Завернув за дом, Джеймс и Элизабет оказались в персиковом саду. Деревья шелестели глянцевой листвой, косматые ветки сгибались под тяжестью зреющих плодов. Пустой желудок вновь дал о себе знать, и Элизабет сглотнула слюну.
Персики на нижних ветвях были еще зелеными, зато наверху дразнились румяными боками спелые. Эх, слишком высоко, не дотянуться. Вот если бы Джеймс наклонил ветку, тогда можно было бы ухватить один из них. Элизабет покосилась на мужа, но тот выглядел таким высокомерным и отстраненным, что простая просьба застряла на языке.
Может он догадается сам? Но муж, не замечая ее терзаний, шагал вперед. Они прошли через розарий, где усердно трудился чернокожий садовник, и миновали беседку, стоящую на берегу заросшего кувшинками пруда. Джеймс начал что-то рассказывать о плантации, но Элизабет почти все пропускала мимо ушей. Вчера за ужином свекровь выложила всю подноготную, и слушать то же самое по второму кругу было неинтересно.

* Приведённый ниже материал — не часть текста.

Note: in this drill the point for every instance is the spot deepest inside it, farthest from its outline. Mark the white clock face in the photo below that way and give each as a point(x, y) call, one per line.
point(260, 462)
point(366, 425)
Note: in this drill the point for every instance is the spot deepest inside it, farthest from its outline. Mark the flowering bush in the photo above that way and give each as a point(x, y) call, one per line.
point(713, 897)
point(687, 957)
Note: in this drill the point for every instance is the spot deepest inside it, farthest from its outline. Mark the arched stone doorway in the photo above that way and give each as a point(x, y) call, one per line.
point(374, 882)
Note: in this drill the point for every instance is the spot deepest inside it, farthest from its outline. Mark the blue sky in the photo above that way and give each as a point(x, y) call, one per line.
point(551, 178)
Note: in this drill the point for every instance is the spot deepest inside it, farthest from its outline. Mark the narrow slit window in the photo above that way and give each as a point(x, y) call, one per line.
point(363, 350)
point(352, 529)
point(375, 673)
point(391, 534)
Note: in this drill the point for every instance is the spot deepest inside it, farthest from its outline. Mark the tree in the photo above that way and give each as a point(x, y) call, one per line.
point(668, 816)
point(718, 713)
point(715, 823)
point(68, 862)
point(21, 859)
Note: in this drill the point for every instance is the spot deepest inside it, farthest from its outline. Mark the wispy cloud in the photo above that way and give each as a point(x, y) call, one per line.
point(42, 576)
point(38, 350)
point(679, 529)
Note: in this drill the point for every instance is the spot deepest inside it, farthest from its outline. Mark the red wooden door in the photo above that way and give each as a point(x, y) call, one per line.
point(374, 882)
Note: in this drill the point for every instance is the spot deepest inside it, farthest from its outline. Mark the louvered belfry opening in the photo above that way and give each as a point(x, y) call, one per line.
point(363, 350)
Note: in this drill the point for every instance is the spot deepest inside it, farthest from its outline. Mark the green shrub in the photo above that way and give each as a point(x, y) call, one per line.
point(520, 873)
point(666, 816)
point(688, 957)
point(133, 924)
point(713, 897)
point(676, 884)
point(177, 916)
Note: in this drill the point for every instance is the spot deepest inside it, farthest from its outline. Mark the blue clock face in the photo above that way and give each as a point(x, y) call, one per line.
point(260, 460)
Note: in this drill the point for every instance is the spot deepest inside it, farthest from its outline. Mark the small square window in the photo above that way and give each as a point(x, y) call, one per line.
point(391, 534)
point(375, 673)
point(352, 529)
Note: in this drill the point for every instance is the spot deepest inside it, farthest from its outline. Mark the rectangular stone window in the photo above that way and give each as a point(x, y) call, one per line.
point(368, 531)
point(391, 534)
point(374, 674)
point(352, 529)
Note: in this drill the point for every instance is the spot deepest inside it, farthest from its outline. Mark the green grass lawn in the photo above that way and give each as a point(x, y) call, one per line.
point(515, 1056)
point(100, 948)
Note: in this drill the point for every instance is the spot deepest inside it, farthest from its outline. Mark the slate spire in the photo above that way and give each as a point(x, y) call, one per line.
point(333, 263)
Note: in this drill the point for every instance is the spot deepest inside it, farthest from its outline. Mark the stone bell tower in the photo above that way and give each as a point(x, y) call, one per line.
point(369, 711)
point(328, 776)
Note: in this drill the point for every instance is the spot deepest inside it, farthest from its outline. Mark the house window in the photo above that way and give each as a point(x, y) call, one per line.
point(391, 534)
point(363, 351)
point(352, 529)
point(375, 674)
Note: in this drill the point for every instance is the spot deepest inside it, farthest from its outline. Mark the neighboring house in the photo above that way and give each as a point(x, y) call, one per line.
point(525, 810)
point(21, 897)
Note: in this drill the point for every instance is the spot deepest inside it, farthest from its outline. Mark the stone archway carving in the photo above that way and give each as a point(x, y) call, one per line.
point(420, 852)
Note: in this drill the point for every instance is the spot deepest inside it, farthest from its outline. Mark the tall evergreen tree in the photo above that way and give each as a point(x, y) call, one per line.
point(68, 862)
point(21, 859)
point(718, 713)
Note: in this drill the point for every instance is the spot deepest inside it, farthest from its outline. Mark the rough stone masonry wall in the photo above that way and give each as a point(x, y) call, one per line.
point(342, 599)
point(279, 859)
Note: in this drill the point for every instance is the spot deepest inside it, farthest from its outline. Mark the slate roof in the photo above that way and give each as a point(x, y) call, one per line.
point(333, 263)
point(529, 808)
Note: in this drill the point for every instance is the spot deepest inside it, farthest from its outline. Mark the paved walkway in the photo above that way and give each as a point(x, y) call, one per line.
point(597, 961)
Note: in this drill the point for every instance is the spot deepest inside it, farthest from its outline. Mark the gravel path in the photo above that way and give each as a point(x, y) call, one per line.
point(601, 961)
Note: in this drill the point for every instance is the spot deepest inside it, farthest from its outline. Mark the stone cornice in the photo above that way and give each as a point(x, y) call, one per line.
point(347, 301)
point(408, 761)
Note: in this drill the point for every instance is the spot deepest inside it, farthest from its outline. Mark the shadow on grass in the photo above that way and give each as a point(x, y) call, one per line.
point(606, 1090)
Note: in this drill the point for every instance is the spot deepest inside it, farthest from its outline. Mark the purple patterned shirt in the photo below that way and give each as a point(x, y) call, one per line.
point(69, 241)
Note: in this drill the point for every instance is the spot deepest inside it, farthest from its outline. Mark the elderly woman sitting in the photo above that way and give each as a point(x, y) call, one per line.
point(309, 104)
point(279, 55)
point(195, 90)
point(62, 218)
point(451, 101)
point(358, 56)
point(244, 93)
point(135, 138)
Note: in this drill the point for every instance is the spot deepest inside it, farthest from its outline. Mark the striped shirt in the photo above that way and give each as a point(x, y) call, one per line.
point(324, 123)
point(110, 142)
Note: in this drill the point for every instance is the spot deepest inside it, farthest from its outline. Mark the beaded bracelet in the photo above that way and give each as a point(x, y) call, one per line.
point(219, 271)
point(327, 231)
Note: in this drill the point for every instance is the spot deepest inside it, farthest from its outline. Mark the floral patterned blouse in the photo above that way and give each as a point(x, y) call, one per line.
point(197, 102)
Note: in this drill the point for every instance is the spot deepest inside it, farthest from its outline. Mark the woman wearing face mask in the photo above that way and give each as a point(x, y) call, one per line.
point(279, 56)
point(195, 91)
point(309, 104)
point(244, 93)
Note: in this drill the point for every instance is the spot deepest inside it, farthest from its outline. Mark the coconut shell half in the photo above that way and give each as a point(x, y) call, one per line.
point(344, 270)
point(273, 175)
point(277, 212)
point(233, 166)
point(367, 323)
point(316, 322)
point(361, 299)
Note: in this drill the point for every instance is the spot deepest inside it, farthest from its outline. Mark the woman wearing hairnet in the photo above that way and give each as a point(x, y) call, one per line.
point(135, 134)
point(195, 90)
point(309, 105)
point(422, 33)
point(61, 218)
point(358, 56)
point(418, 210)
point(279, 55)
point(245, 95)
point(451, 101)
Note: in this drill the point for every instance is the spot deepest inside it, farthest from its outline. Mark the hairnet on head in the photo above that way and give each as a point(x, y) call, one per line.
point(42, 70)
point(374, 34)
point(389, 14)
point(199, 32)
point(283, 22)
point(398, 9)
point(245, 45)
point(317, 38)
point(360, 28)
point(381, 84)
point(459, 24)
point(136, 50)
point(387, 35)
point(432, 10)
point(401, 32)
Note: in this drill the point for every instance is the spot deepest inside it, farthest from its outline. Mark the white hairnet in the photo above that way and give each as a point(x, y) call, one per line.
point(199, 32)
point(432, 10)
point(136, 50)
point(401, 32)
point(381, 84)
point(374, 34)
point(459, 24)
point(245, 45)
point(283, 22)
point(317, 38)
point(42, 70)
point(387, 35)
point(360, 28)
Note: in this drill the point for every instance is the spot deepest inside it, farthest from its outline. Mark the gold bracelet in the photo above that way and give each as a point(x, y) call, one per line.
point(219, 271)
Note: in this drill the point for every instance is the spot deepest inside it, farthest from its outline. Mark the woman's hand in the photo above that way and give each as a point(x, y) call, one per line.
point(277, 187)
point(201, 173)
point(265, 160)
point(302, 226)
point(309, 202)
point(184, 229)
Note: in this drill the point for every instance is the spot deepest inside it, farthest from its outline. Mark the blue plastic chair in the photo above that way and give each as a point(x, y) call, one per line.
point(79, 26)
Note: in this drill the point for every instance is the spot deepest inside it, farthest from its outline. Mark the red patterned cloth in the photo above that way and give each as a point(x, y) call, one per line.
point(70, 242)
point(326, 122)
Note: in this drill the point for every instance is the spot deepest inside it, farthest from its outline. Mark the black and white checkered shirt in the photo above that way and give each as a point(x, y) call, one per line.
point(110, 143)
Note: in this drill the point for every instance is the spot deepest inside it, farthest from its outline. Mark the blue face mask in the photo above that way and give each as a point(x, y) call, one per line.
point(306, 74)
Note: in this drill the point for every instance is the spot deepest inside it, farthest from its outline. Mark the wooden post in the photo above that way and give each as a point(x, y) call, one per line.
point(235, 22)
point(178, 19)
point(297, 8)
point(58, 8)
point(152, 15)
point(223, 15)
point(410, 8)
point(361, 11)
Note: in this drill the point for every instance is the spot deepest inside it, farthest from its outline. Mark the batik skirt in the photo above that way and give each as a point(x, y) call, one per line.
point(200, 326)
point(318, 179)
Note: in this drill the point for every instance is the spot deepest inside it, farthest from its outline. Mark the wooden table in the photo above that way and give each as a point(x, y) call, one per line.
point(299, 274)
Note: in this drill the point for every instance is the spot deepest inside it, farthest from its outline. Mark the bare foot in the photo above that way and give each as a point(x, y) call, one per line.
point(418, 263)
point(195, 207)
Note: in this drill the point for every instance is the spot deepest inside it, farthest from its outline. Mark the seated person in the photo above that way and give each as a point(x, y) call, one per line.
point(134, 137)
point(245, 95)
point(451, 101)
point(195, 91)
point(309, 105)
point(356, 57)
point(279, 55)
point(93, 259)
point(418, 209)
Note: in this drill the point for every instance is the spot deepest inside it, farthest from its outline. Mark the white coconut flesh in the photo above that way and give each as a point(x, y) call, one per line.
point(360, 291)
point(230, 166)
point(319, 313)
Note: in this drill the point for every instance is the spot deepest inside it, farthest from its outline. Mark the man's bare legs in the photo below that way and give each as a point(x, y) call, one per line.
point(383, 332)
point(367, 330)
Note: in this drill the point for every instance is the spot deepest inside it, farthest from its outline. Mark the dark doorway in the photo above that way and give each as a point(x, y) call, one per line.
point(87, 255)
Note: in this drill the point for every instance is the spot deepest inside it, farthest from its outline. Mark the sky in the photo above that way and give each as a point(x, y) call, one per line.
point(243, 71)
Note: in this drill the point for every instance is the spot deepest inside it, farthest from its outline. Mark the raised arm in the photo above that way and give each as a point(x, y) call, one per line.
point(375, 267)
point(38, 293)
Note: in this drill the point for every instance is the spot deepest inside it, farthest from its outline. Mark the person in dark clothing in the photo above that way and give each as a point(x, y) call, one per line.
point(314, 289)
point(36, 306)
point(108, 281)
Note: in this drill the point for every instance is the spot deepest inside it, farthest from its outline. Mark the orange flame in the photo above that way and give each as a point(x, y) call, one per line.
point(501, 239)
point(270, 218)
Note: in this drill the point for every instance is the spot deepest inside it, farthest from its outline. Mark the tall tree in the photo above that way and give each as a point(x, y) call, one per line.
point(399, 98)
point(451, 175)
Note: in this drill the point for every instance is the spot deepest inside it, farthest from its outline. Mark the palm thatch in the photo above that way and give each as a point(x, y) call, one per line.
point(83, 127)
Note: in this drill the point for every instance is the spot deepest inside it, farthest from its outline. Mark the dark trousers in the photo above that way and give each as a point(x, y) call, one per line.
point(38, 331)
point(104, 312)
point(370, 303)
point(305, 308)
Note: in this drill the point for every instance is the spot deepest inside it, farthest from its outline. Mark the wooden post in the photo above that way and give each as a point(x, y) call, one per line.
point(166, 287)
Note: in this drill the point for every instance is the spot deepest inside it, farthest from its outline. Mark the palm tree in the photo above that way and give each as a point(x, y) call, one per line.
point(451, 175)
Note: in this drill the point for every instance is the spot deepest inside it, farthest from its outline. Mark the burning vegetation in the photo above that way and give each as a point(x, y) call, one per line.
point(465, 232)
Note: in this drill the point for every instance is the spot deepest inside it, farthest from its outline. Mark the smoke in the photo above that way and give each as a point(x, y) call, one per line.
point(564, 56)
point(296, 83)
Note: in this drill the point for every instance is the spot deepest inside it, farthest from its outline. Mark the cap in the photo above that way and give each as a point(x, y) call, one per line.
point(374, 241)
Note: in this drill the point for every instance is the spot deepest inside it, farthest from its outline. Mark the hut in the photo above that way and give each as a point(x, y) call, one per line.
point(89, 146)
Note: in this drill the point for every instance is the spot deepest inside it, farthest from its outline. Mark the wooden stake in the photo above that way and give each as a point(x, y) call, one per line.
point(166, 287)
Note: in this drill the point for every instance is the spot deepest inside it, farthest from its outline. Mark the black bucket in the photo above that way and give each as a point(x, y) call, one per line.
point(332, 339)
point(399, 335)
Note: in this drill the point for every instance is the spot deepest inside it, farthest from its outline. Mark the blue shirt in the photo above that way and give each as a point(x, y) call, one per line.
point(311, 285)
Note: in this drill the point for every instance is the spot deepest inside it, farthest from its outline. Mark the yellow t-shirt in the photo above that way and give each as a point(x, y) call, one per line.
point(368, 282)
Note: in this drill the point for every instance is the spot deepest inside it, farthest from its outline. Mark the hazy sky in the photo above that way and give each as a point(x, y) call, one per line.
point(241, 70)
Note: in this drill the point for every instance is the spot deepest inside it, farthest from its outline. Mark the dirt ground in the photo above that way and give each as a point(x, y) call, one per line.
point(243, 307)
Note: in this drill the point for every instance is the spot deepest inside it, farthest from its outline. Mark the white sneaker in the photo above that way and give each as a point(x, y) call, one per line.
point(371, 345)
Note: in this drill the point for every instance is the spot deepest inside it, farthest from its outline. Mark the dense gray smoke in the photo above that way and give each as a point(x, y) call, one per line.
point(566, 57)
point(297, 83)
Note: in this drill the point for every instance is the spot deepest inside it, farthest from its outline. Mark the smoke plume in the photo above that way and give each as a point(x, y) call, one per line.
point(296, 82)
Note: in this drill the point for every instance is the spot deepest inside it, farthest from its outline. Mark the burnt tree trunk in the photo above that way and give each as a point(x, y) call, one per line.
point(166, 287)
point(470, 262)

Из головы никак не шли мысли о персиках. Джеймс даже не предложил ее угостить! Разве он не понимает, как она голодна? Он ведь знает, что она со вчерашнего дня ничего не ела. Неужели не видел, каким вожделеющим взглядом она пожирала плоды?
От обиды перехватило горло, и на глаза навернулись слезы.
— Почему ты на мне женился? — вырвалось у Элизабет неожиданно для нее самой.
— Что? — Джеймс остановился и недоуменно взглянул на нее из-под широких полей своей шляпы.
Элизабет испугалась собственной дерзости. Разве можно спрашивать о таком? Вдруг он разозлится!
Но, к ее удивлению, муж ответил спокойно.
— Не буду врать, Элизабет. Я не пылаю к тебе безумной любовью, — с легкой насмешкой в голосе произнес он.
Слышать это было не очень приятно, хоть прошлой ночью Элизабет и лишилась большей части иллюзий.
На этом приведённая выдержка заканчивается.